Monday, November 19, 2012

Strange; The Things We Remember

The sorting of files, examination of photos, documents, and stories continues.

I have come across a few interesting and confusing details that have captured my attention and curiosity. I noticed that my aunt's Ahnenpaβ  had  two entries of the same couple 6 generations removed from me. My initial reaction was that my aunt had made a mistake. Then I checked the family tree documents that my father's cousin, Willi Janβen, had put together. Willi had collected more details than my aunt but his records showed the same information as my aunt's. I decided to go with the assumption that this information was correct.

After a rather cursory review, I thought this couple (Nikolaus Janzen and ? Schmidt) showed up in both of my paternal grandparents' ancestral lines. I was wrong. Upon closer examination I realized that this couple showed up twice in my paternal grandmother's ancestors. Furthermore, this couple's son, Johann Janzen and his wife Catharina (nee Lammert) also showed up twice (5 generations removed from me). Two of Johann and Catharina's grandchildren married and these two were my paternal grandmother's parents. I'm a little surprised that the marriage of first cousins was condoned in what I had always assumed was a religiously strict Mennonite community.

Confused? So am I. I'm still wondering if I've got this correctly sorted.

As I organized these details of my father's line in my head and on paper, I remembered a story my mother had told me about some of her mother's family that also involved the marriage of first cousins. It seems my maternal grandmother had an uncle who had married his first cousin. This was a family where there had been a multi-generational history of  inbreeding (an effort to keep the family estate from passing outside the family). One of this uncle's granddaughters named Grete Meemken spent much of her life in a psychiatric institution.

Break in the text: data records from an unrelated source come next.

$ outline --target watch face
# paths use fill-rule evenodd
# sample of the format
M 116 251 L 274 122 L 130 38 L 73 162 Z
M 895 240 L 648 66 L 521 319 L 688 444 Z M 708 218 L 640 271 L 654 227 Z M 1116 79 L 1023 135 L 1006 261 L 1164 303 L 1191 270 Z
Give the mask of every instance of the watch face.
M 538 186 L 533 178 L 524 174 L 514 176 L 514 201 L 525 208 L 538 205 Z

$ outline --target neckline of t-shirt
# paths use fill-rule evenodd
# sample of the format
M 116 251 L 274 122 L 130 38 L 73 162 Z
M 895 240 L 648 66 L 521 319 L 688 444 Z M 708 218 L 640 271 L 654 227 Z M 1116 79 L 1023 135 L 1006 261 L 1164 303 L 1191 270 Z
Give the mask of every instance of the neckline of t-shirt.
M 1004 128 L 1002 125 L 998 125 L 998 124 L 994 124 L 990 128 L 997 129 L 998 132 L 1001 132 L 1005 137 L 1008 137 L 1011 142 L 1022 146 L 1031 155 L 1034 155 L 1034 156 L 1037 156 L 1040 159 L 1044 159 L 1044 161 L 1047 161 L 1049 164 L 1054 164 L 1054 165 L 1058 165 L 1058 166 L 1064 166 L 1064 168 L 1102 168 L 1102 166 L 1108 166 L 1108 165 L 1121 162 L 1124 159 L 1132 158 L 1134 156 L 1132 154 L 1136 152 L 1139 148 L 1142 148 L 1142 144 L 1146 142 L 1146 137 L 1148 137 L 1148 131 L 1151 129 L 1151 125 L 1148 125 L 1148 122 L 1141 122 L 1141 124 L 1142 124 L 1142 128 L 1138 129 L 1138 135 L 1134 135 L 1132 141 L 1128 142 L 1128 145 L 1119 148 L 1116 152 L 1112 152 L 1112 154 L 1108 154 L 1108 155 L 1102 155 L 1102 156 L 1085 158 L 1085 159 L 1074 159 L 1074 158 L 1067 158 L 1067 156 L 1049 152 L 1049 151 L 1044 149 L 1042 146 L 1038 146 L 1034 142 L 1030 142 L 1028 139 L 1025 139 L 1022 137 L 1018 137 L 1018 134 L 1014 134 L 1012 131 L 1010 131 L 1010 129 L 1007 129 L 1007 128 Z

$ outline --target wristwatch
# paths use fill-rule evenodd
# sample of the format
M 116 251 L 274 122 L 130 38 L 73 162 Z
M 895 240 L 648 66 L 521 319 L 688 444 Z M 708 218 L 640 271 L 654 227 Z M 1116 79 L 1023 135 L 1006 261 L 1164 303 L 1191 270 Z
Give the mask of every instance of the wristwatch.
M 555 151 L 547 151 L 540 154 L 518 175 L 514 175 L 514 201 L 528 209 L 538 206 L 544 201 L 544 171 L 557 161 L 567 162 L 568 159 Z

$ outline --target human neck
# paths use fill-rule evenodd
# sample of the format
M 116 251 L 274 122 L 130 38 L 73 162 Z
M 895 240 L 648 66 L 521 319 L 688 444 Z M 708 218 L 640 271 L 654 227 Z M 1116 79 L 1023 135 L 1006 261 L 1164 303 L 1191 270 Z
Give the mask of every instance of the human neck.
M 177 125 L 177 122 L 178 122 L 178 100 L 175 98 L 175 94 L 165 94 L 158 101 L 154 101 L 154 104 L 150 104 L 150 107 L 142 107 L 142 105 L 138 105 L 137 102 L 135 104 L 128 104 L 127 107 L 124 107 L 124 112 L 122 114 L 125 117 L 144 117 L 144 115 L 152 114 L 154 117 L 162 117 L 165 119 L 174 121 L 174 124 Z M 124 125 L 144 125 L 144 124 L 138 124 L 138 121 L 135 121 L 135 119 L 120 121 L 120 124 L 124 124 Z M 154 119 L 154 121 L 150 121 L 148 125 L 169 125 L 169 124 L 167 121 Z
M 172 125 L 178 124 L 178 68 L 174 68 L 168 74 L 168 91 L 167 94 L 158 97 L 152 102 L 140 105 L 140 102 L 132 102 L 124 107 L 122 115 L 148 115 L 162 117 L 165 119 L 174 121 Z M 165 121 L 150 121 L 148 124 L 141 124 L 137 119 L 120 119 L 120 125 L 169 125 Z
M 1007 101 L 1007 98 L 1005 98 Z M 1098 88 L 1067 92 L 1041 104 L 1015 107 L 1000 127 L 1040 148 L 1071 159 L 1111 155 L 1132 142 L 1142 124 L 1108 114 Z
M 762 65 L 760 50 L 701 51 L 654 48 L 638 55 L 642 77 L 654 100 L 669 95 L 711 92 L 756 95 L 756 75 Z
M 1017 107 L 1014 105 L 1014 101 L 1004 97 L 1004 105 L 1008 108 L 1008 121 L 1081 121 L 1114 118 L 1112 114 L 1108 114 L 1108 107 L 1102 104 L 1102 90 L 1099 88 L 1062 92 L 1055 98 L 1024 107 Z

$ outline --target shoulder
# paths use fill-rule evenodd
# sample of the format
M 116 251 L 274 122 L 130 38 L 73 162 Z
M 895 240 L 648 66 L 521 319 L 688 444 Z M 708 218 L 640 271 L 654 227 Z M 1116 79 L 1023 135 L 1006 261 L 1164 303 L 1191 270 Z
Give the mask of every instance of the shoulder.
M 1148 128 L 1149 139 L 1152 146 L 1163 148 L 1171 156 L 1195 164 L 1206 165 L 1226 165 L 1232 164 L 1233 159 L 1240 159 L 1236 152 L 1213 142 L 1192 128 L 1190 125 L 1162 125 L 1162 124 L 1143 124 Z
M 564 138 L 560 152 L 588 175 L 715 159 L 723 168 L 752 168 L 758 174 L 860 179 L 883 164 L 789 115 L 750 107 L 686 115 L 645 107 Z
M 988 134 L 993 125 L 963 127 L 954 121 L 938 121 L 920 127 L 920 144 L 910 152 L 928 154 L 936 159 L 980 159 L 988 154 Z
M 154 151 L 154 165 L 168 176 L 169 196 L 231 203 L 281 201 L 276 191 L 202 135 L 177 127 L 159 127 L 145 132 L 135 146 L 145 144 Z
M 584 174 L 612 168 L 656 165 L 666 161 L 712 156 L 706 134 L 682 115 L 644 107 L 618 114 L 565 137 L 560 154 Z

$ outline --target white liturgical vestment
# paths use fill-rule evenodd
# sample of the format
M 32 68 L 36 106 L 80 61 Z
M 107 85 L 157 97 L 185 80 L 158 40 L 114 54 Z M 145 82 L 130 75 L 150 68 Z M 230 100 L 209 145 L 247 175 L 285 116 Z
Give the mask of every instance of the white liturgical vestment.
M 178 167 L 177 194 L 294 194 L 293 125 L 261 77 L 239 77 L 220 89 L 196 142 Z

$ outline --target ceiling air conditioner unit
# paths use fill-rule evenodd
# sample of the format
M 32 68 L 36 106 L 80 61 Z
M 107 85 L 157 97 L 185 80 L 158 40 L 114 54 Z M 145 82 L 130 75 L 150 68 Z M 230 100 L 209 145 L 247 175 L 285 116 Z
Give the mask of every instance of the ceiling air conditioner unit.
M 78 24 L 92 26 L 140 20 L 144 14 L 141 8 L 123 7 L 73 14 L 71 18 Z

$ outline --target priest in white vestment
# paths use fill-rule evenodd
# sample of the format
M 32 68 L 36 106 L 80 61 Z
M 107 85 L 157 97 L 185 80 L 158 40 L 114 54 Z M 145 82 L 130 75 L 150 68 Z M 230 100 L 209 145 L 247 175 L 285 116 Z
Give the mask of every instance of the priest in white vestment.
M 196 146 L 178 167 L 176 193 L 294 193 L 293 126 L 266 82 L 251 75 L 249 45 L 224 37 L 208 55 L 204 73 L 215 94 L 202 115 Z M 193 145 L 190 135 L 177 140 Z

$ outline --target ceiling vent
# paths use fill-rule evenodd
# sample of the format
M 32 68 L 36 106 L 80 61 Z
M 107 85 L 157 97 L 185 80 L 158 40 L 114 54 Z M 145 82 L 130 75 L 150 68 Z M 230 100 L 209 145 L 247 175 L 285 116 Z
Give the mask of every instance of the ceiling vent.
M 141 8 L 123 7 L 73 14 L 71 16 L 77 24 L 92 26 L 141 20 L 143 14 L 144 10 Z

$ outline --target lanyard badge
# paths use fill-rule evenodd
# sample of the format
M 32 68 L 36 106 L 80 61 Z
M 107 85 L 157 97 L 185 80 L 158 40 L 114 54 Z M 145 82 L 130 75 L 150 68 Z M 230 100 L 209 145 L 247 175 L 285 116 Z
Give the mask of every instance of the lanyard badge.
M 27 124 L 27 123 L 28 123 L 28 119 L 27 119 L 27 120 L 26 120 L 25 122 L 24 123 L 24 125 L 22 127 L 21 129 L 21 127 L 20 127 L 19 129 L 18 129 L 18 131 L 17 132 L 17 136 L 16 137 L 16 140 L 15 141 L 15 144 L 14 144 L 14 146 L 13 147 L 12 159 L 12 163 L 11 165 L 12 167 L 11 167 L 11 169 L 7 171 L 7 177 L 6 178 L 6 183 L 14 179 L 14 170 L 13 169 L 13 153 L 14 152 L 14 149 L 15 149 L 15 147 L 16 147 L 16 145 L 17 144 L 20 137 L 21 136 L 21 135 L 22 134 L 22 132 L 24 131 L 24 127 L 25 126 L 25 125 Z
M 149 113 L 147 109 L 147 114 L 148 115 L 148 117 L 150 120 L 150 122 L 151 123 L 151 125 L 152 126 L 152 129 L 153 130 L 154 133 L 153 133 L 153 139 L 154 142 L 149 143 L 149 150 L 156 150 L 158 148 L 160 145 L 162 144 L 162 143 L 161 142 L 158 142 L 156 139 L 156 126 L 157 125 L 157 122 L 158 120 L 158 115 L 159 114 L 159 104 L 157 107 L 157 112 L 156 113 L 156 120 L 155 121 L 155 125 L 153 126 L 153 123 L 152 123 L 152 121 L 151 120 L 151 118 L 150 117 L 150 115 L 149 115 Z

Related to this, I have a vague recollection of a comment my grandfather made when my sister and I were in Germany  in 1969. My grandfather and a great-uncle were touring us around the area my mother's family comes from, stopping in various villages and towns and introducing us to relatives and friends of my grandparents. (It actually felt like we were being displayed to all these people - strangers to my sister and me.) Late in the day, my grandfather pointed to house in a village we were passing through and said something to the effect of, " We have relatives that live in that house but we don't go there. They have a crazy person in their back room." I didn't remember this incident until years later when I personally had to deal with the stigma of having a mental illness.

In the chats I've had with my mother about our family history she's often remarked, "Komisch, was man an sich errinert" (strange; the things one remembers).

I regard memory not as a phenomenon preserving one thing 
and losing another merely by chance, but as a power 
that deliberately places events in order or wisely omits them. 
Everything we forget about our own lives 
was really condemned to oblivion by an inner instinct long ago.